# Lens(es) for photographing artwork for reproduction



## Drizzt321 (Nov 27, 2013)

First, assume that copyright/contracts/permission/etc taken care of for the gallery & artist, so all legal and above board.

The actual question:
So, I'm going to be taking some photographs of some artwork, primarily paintings/2d work for now, for the purpose of creating digital prints of the artwork. I've got a 5d2/5d3 (planning on using 5d3), pretty good quality Benro tripod & ballhead, shutter release, and know about mirror lockup & such. I'll have to get a good level, and then either eyeball it (probably bad idea) or bring a few things to try and cobble together something so that I'll be able to make sure the camera is square on to the artwork, and the plane of the sensor is properly at the plane of the art. I do have a couple of speedlites I was going to use on stands with either umbrellas or large foam-core boards at 45-degree angles on the sides as seems to be the general recommendation. 

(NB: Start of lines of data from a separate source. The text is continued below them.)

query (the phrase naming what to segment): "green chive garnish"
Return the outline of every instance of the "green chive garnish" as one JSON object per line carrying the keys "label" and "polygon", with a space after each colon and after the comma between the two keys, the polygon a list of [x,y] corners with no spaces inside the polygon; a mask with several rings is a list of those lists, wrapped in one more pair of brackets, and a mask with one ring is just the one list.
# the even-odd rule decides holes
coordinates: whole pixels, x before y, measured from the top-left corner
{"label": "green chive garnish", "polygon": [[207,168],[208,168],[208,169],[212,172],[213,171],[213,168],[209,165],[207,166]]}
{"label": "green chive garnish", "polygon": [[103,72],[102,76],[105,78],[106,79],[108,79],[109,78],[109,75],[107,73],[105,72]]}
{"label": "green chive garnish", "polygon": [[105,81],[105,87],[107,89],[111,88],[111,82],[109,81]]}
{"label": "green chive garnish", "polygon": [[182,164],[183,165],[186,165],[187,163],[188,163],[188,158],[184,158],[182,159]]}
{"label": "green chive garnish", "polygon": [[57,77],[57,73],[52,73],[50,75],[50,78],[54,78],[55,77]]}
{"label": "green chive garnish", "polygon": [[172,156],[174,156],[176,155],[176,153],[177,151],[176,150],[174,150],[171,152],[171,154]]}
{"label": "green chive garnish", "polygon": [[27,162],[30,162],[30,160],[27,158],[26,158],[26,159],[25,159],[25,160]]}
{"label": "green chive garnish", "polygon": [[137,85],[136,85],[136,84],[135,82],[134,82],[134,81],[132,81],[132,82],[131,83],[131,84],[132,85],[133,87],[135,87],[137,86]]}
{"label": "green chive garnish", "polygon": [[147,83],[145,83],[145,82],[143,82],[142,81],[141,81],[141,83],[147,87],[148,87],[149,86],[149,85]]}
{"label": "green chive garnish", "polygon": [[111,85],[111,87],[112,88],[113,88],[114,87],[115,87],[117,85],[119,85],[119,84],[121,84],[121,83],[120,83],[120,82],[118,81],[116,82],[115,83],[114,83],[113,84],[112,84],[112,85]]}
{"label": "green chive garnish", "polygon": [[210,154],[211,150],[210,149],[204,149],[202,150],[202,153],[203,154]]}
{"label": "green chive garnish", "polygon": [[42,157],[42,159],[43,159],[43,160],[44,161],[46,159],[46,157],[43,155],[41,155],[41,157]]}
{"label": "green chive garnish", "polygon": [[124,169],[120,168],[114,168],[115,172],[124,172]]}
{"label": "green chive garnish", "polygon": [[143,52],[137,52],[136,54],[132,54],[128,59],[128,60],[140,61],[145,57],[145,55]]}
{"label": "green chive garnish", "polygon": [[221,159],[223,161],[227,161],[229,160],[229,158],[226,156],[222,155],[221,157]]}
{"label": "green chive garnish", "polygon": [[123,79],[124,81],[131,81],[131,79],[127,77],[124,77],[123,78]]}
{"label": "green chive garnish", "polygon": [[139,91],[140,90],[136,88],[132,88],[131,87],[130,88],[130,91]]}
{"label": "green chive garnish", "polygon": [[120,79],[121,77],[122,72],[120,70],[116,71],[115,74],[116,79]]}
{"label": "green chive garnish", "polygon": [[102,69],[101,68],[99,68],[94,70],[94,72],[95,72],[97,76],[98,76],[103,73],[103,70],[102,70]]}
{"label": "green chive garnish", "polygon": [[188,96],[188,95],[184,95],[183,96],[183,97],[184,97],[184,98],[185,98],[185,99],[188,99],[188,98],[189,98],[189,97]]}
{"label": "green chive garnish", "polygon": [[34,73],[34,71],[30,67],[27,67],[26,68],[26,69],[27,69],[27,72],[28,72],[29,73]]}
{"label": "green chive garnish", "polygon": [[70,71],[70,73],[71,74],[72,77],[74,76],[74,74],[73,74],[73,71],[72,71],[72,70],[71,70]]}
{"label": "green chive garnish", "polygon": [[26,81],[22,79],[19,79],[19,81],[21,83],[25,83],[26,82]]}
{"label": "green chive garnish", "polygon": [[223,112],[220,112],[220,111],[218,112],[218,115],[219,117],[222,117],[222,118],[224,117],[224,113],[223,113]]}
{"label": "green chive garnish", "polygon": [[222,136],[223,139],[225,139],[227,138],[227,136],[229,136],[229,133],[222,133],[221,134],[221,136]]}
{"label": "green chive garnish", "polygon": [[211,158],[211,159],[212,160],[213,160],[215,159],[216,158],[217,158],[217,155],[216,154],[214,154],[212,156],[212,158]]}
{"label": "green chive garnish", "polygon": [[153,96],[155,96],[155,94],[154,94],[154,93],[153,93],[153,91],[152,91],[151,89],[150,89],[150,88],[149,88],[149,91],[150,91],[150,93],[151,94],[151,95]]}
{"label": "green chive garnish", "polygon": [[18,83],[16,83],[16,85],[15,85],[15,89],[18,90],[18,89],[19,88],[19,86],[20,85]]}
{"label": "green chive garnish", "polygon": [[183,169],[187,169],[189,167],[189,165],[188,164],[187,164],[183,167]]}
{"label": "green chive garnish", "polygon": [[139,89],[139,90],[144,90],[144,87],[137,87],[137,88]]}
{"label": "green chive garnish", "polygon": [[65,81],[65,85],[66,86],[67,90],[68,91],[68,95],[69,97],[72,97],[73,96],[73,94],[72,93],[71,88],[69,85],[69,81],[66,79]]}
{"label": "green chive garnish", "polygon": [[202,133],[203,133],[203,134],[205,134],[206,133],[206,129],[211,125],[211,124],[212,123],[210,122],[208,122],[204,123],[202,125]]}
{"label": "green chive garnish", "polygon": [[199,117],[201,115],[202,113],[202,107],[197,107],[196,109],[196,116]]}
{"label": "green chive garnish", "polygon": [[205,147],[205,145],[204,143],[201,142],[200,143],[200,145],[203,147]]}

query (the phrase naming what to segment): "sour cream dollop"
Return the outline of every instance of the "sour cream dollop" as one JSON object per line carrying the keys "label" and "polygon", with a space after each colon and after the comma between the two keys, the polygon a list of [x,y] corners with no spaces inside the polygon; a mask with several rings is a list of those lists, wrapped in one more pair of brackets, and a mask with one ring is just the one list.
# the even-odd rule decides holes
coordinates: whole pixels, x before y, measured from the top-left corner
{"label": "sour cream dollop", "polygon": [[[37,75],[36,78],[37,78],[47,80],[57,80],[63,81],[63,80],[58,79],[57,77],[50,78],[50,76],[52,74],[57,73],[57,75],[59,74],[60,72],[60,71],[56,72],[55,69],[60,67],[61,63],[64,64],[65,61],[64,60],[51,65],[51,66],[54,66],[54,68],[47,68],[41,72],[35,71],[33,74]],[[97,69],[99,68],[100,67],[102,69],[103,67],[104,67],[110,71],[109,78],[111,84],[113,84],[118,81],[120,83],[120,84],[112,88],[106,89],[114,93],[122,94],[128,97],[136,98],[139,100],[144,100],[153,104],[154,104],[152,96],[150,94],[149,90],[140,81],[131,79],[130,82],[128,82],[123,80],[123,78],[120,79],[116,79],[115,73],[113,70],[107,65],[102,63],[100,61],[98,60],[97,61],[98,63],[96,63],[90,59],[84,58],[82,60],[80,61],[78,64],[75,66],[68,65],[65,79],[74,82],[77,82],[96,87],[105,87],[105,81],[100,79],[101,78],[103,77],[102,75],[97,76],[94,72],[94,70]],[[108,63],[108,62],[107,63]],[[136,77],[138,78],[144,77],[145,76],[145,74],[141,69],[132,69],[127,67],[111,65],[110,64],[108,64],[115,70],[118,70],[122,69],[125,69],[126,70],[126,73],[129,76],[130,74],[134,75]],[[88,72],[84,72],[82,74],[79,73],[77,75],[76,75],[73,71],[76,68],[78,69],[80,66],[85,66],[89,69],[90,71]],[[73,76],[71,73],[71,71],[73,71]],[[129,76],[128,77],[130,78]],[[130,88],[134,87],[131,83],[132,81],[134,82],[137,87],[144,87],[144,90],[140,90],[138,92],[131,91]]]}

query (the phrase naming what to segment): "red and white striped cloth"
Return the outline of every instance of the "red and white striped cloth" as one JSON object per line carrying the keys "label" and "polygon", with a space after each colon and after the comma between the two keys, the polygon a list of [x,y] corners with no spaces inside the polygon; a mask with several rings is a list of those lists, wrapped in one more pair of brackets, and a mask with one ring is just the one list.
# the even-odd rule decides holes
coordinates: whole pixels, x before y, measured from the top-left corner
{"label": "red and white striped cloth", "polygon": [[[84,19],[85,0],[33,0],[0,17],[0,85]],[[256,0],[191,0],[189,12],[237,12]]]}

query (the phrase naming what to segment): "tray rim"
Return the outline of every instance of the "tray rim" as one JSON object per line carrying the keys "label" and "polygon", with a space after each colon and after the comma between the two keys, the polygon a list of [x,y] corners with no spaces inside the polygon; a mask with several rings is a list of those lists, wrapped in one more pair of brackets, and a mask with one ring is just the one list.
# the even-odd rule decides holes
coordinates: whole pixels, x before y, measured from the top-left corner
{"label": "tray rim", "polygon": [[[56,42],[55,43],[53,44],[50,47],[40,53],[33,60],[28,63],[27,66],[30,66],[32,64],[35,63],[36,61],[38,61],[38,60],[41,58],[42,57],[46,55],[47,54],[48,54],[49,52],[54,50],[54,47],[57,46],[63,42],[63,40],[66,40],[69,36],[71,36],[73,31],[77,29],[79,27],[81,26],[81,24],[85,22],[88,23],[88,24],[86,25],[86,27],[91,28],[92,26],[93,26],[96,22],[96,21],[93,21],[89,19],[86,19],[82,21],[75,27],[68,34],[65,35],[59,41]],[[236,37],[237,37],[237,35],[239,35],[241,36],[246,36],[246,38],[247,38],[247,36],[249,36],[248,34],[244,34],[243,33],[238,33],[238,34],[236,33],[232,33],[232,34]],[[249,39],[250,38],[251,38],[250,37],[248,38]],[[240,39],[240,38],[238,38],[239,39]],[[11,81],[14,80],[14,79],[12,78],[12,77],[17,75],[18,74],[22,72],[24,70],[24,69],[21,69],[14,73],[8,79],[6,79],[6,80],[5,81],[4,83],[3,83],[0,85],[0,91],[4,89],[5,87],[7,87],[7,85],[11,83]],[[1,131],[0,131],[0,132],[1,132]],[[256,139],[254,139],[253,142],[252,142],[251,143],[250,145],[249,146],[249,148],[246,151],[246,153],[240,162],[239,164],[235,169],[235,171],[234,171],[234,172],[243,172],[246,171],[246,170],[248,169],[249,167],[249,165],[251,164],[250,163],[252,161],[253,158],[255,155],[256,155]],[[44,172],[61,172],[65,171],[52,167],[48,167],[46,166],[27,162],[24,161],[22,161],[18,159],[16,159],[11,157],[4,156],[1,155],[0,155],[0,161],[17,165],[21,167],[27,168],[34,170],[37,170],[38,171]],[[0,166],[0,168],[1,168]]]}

So, what lens? From my list, I was thinking the 40mm f/2.8 pancake as it's quite sharp and won't suffer much from perspective distortion. Plus I can keep it fairly wide open, f/4 or f/5.6 and have a very sharp image. Alternatively I could use the 85 1.8 @f/4 or so, but that feels a bit long for most things, and I'd have to have quite a bit of room. 

I'm happy to rent a lens for a few days, but which one? The 24mm TS-E is too wide I feel, and would end up with some perspective distortion at the edges. 50 1.2 would be desirable over the 1.4 for renting, but I don't know well enough about it's performance and 40mm vs 50mm? I dunno how different in perspective it is if it'd be worth it. One of the Zeiss 50mm? Canon 45mm TS-E? 90mm TS-E? Canon 50mm f/2.5 Macro?


----------



## ajfotofilmagem (Nov 28, 2013)

If you will have plenty of time, TS-E 45mm is an interesting option. If time is short, the combination 40mm pancake + 85mm F1.8 should do a good job. I may be old fashioned, but I prefer to photograph works of art with continuous light instead of flash. I recommend processing images on the same day, to have the true colors still fresh in memory. Photography works of art need to have clarity and colors very true to the original.


----------



## paul13walnut5 (Nov 28, 2013)

qpcard.

70mm Sigma Macro.

Predictable light source with diffuser / soft box.

CPL filter.

Black curtain and stand, with lens shaped hole cut in it.


----------



## surapon (Nov 28, 2013)

Dear Sir, Mr. Drizzt321
Just from my Idea , Low Tech one----I use 5D MK II and Canon EF 100 mm. F/ 2.8 L Hybrid IS, Macro USM with Tripods, Self Timer, and Shoot these my 35 years old/ Damaged Drawings, Size : 24 Inches X 36 Inches, at distant 7-8 Feet( AV. Mode At F = 8.0, ISO = 100), on Shaded Area ( No directed Sun Light)---":SET IS. off" And It work for me in every times.
Just another Idea.
Surapon


----------



## IMG_0001 (Nov 28, 2013)

Hello, 

Although I have little experience with artwork reproduction, I have with reproduction of research samples for archival purpose and this requires a similar practice. 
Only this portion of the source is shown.